2. Les droits indispensables (4)

 

14. Les instruments internationaux relatifs aux droits de l’homme protègent également un certain nombre de droits fondamentaux, dont la jouissance est essentielle pour qu’un processus électoral soit significatif.. Le droit de participer à des élections libres et régulières implique ces droits, et notamment :

 

le droit à la liberté d’expression — Le processus électoral est un mécanisme dont l’objet même est l’expression de la volonté politique du peuple. Le droit d’exprimer des idées partisanes doit donc être fermement protégé en période d’élections (5).

 

le droit à la liberté d’opinion — La liberté absolue d’exprimer une opinion politique est impérative dans le contexte électoral puisque l’affirmation authentique de la volonté populaire est impossible dans un climat où cette liberté est absente ou restreinte d’une quelconque façon (6).

 

le droit de réunion pacifique — Le droit de réunion doit être respecté dans la mesure où les manifestations publiques et les rassemblements politiques font partie intégrante du processus électoral et constituent un mécanisme efficace pour la diffusion de l’information politique (7).

 

le droit à la liberté d’association — Ce droit inclut clairement le droit de constituer des organisations politiques et d’y adhérer. Il est essentiel qu’il soit respecté au cours du processus électoral, puisque la possibilité de constituer des organisations politiques et d’y adhérer est l’un des moyens les plus importants pour la population de participer au processus démocratique (8).

 

15. On trouvera au Chapitre 4 “Introduction aux normes du droit international des droits de l’homme et du droit international humanitaire” des éléments plus détaillés concernant les normes internationales relatives à ces droits. Parmi les autres droits liés au processus électoral, on peut citer les droits à la liberté de circulation, à créer des syndicats, à participer à la conduite des affaires publiques, à ne pas subir de discriminations fondées sur des bases politiques, et même, dans des circonstances particulièrement difficiles, le droit à ne pas être arbitrairement privé de la vie.

 

C. LES OBJECTIFS DE L’OBSERVATION DES ÉLECTIONS

 

16. Le monitoring des élections peut viser au moins sept objectifs importants :

Tout d’abord, l’objectif premier consiste à assurer que soit conduite une évaluation indépendante, impartiale et objective du processus électoral.

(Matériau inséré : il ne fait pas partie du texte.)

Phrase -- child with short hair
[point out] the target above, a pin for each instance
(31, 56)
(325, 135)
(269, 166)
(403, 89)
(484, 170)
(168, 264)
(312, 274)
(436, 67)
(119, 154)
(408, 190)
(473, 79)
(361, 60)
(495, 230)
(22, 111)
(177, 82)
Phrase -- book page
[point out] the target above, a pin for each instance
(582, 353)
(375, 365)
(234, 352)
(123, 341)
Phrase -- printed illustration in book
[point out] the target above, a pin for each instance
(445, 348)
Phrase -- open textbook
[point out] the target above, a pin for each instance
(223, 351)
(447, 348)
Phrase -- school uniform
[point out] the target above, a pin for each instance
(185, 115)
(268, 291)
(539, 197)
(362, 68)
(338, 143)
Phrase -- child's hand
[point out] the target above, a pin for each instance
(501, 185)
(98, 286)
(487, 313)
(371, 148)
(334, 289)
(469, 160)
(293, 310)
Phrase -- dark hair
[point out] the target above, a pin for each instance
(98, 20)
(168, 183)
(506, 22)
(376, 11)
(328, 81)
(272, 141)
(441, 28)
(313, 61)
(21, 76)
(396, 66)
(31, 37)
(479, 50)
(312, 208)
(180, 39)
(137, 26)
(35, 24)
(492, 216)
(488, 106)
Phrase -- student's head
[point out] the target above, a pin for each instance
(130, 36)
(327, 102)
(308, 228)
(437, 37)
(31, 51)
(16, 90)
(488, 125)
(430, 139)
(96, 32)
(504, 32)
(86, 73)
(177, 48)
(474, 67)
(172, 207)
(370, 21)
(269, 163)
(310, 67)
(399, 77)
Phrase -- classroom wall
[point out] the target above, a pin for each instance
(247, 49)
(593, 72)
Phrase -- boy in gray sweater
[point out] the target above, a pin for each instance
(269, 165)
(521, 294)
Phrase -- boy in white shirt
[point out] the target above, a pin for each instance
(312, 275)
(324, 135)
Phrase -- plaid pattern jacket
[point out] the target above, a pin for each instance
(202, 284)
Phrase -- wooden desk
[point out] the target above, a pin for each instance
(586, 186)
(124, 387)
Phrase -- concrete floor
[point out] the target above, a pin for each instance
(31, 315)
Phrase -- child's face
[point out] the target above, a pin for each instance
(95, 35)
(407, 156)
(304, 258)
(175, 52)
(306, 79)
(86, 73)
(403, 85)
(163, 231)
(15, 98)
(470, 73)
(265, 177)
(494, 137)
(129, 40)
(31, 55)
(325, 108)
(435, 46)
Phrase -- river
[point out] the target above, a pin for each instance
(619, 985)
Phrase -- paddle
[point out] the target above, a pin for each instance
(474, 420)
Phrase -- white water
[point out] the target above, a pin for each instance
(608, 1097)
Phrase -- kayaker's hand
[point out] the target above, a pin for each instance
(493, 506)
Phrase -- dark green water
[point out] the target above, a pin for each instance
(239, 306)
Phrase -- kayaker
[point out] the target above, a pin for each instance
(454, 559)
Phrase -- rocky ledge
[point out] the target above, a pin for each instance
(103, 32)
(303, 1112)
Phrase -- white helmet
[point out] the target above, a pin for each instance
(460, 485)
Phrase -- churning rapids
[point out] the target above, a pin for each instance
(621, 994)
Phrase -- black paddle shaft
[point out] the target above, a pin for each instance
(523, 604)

• En deuxième lieu, le monitoring peut avoir pour but de favoriser l’acceptation des résultats du vote.

Troisièmement, l’observation des élections peut avoir pour but d’encourager la participation et d’accroître la confiance des électeurs envers le processus électoral.

• Le quatrième objectif consiste à s’assurer de la régularité du processus électoral, y compris en évitant et en détectant les violences, les intimidations et les fraudes.

Cinquièmement, il est nécessaire d’exercer un monitoring de la protection de tous les droits de l’homme en période électorale.

Sixièmement, le monitoring électoral facilite la résolution des conflits, notamment pour ce qui est des questions relatives au processus électoral.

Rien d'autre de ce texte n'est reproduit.